Nasal Aβ treatment induces anti-Aβ antibody production and decreases cerebral amyloid burden in PD-APP mice

Amyloid accumulation and accompanying inflammation—including both the activation of glial cells and the accrual of inflammatory proteins, such as complement, cytokines, and acute phase proteins play key roles in the pathogenesis of Alzheimer’s disease (AD). Mucosal administration of proteins implicated in a disease can decrease organ-specific inflammatory processes in a number of animal models of autoimmune disorders, including those affecting the nervous system, principally by inducing antiinflammatory IL-4/IL-10 (Th2) and TGFβ immune responses in mucosal lymphoid tissue that then act systemically. For example, oral or nasal administration of myelin basic protein (MBP) or the acetylcholine receptor can suppress experimental autoimmune encephalomyelitis (EAE) and experimental myasthenia gravis, respectively. In an effort to reduce the inflammation associated with Aβ deposition via mucosal tolerance, we tested the effects of nasal or oral administration of Aβ1–40 peptide and a control protein, myelin basic protein (MBP), by treating 52 PD-APP transgenic mice, an animal model with certain key features of AD, on a weekly basis for seven months (ages 5 to 12 months).
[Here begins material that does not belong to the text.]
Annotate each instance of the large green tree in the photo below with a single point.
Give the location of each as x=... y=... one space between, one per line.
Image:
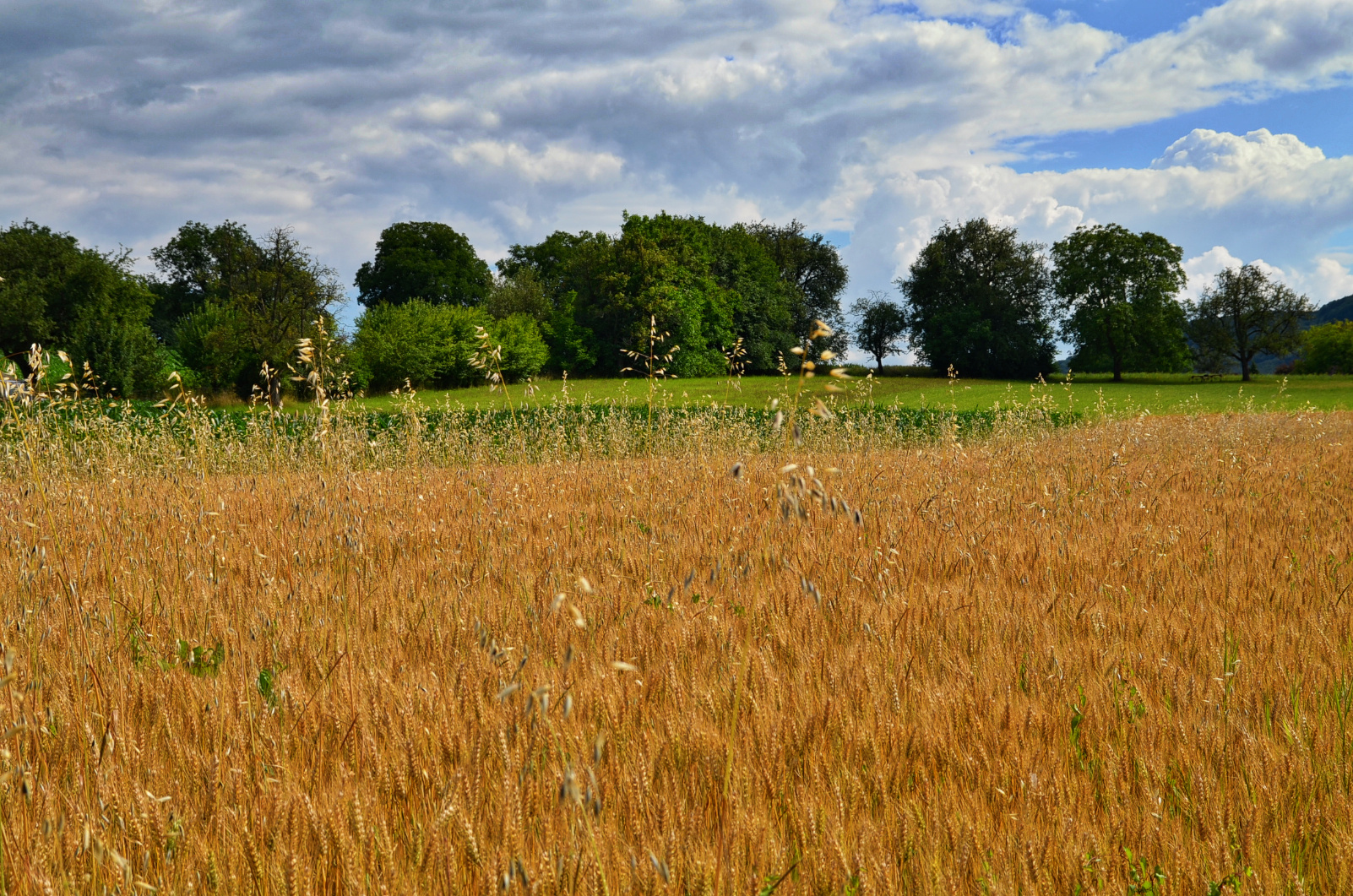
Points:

Doses were chosen based on preliminary nasal and oral studies in nontransgenic mice. Treatment groups included (1) untreated (n = 7); (2) MBP oral, 500 μg (n = 5); (3) MBP nasal, 50 μg (n = 6); (4) Aβ oral, 10 μg (n = 9); (5) Aβ oral, 100 μg (n = 9); (6) Aβ nasal, 5 μg (n = 7); and (7) Aβ nasal, 25 μg (n = 9). During the first week, mice were fed five times or nasally treated three times on consecutive days. Thereafter, mice were fed or nasally treated each week for seven months and then sacrificed. The brain from each mouse was removed and divided in half along the sagittal midline. One hemisphere was formalin fixed and embedded in paraffin for immunohistochemical analysis. Of the contralateral hemispheres, half were snap frozen for biochemical analysis; the other half were embedded sagittally in OCT and snap frozen for  cryosectioning and immunohistochemistry.